# Hand grinder for v60



## TheOrgozoid (Apr 24, 2020)

any recommendations for a hand grinder for work (if/when i have to go back in). It would only be used for pourover, i'm not looking for something that would grind espresso. daily usage would be brewing v60 for 2 twice a day so something reasonably robust but not like my hg-1.

https://prima-coffee.com/learn/article/comparisons/a-comparison-premium-hand-grinders-coffee-and-espresso/32722 is the m47 worth it?


----------



## Blue_Cafe (Jun 22, 2020)

I'd buy from Aliexpress.

Cheap and when it inevitably gets stolen by some loser, you won't be too upset.

I got a Bodum hand grinder for £10 on ebay.

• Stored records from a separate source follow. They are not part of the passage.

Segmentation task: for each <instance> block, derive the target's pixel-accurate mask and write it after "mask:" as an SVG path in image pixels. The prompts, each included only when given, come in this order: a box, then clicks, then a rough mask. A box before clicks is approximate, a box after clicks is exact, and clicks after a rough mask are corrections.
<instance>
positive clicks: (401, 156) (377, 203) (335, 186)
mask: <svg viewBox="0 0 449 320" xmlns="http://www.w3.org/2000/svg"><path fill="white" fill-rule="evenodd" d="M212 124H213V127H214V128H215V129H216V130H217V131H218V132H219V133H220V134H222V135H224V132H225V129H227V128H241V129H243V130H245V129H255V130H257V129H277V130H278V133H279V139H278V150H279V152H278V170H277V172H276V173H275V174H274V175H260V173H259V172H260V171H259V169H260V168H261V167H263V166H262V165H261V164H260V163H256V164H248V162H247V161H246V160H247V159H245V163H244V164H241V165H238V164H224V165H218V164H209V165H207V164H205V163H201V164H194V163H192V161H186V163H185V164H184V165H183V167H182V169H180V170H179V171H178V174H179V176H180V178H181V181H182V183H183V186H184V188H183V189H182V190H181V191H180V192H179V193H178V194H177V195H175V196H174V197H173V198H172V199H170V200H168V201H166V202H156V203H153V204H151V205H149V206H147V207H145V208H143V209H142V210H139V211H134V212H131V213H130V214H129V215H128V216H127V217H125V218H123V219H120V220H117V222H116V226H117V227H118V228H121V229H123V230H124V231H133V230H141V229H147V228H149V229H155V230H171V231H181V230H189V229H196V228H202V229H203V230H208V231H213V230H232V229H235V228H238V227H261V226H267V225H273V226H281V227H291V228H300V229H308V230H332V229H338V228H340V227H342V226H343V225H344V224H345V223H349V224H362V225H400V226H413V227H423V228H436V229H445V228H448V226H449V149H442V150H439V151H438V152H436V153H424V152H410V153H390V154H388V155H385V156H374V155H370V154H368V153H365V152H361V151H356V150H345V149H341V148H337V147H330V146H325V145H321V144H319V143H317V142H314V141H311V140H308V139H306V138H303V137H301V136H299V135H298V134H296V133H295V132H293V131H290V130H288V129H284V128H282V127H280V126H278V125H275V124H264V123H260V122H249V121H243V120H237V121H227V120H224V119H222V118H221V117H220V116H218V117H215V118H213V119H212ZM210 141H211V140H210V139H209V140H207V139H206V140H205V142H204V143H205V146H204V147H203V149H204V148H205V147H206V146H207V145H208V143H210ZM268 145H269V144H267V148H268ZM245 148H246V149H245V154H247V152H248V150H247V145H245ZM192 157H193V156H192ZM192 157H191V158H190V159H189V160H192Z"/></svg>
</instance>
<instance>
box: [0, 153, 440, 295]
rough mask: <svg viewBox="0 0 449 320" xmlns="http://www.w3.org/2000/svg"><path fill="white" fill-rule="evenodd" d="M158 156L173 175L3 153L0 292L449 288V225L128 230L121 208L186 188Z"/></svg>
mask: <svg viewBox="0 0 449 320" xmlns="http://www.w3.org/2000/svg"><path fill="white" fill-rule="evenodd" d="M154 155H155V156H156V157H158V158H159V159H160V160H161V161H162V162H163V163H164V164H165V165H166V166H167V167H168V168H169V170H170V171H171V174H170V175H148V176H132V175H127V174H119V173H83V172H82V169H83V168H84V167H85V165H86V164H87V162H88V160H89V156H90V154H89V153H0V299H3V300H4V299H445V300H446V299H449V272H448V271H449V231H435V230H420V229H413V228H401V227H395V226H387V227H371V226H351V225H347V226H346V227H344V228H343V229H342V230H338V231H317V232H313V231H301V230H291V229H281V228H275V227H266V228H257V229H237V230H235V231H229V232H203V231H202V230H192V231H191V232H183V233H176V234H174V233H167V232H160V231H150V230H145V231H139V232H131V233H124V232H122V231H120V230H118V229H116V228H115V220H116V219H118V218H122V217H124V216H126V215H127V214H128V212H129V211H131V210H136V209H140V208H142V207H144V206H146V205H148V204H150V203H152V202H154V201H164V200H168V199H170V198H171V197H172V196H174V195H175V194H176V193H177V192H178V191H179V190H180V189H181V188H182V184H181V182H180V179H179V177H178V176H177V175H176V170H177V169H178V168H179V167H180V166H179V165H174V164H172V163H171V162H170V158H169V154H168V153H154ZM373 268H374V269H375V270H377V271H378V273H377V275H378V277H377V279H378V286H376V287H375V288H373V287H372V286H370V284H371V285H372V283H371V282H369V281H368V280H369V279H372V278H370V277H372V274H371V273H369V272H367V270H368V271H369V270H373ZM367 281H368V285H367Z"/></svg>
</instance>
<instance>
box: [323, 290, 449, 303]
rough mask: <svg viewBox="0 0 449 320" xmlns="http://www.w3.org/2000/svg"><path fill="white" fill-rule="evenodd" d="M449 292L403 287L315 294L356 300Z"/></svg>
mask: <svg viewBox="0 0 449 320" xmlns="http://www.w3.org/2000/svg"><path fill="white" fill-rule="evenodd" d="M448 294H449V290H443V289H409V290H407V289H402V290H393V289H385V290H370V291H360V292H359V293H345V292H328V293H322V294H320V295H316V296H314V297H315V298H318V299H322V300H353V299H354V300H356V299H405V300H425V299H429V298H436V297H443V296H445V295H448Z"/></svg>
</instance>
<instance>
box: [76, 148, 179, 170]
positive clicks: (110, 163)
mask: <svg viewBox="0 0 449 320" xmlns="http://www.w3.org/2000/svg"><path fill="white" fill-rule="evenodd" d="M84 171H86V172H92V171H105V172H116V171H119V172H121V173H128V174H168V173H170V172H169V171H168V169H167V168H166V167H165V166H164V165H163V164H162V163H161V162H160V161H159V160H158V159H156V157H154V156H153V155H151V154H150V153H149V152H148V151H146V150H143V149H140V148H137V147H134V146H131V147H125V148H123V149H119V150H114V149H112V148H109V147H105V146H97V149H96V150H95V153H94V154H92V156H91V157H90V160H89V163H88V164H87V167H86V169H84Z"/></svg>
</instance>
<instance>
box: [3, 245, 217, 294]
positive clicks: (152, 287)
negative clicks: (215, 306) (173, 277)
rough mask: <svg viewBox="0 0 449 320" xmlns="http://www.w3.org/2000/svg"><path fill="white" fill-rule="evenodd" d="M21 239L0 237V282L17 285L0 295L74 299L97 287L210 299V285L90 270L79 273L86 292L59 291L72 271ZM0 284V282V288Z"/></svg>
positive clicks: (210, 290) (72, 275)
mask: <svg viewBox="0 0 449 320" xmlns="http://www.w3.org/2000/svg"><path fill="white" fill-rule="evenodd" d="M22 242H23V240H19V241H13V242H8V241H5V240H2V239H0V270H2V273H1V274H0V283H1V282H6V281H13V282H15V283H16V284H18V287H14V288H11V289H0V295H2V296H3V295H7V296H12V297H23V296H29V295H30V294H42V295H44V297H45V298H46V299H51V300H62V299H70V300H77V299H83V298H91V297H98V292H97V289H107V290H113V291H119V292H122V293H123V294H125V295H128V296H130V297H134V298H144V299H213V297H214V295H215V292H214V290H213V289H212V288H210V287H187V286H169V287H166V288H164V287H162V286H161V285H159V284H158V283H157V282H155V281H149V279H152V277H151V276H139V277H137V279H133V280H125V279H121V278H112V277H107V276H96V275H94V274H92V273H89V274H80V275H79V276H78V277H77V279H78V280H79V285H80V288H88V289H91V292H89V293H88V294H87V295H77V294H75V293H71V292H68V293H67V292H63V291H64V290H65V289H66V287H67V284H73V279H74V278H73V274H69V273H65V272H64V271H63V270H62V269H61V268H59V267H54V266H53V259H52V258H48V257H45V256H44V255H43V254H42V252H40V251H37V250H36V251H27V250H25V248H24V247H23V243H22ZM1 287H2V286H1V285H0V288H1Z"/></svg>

Works great. Ebay can be good.


----------



## catpuccino (Jan 5, 2019)

The m47 is fantastic, I've said before I miss mine, you'll have read how capable it is and no doubt the comparisons between that and the Comandante. Kinu also now has a brew burr option and their various smaller/cheaper models. They're your top 2 picks, budget notwithstanding.

I'd also consider the MBK Aergrind/Aerspeed, circa. £100. The latter won't grind for espresso but will churn through beans much quicker with comparable consistency at the courseness you want.


----------



## L&R (Mar 8, 2018)

Aerspeed or Comandante, M47 is espresso oriented unless you use brew replacement burr. Have them all


----------



## Wha burst the ba (Jun 20, 2020)

If you pick up a slight cosmetic seconds Aergrind they are £80 plus vat. And aerspeed is £75 plus. The problem is how long can you wait. Try c1700hrs tonight and see what comes up. I really mean be logged in before 5 and be quick!!!

Sent from my iPhone using Tapatalk


----------



## TheOrgozoid (Apr 24, 2020)

thanks all, will take a look at aerspeed, luckily i'm in no rush to get back to the office...


----------



## Wha burst the ba (Jun 20, 2020)

TheOrgozoid said:


> thanks all, will take a look at aerspeed, luckily i'm in no rush to get back to the office...


I would say the aergrind would give you best of both worlds. There's been a burr change in one of them I think!

Sent from my iPhone using Tapatalk


----------